I am soaking up Christmas with a toddler who delights in the "pretty lights" and thinks every present is for him. It is said that you experience holidays in fresh ways as a parent, and that has been so wonderfully true for me. I am falling in love again with the pageantry of Christmas as he discovers it for the first time.
And perhaps it is the holiday season or the nearness of January*, but I have been indulging more and more in the delight of a possible second child. Thoughts of a fourth stocking hung and hair clips and siblings and ruffly Christmas dresses and a house made just that much more alive by the presence of another.

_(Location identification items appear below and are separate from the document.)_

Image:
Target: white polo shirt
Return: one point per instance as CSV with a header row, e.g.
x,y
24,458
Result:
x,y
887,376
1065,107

Of all the emotions of adopting, it is sometimes the joyful anticipation that I know least what to do with. I remember being surprised by how quickly I attached to Puppy--or rather the idea of Puppy--when we first met K and R. All my thoughts of a hypothetical child suddenly found a specific focal point. In the six weeks between first talking with K until Puppy came home, there were moments the anticipation was so much that I could scarcely breathe. I remember standing in the dark room that would be Puppy's one night a few days before K's due date feeling that my heart would burst from the not-knowing, from the possibility of becoming a parent being so impossibly close yet still not sure.
On a certain level, it frightened me. Because although the joy of building a family is one of the wonderful aspects of adoption, it is thrilling and scary all at once. Scary because I sensed how great the heartache could be if Puppy didn't become our Puppy. And scary because--although I still don't know what drives some over the edge of reason--I glimpsed what is underneath the entitled behavior we adoptive parents too often exhibit if our desire to adopt turns desperate.
When Ms B entered into our life and we into hers, I again felt that familiar thrill. But there were months to wait and the usual uncertainties and challenges of adopting to navigate. The excitement seemed neither helpful or sustainable. So into one of my many emotional compartments it went, boxed and wrapped and tied with bow, waiting for the day it would be appropriate to open.
As a girl I loved to play with the wrapped presents under the tree, sorting and shaking them and wondering what was inside. Lately I have been paying great attention to my pretty, unopened gift. Like a child sneaking a look under the wrapping paper, I have been peeking into the box, letting the thrill of possibility rush over me. Thinking about the possible day we welcome another little one into our family. And when I've dreamed for a moment, I shut the lid tight once again and set it aside, waiting to see if it will ever be opened for good.
* January was the completely self-imposed, semi-arbitrary earliest month I said I would start preparing to have a baby in the house again.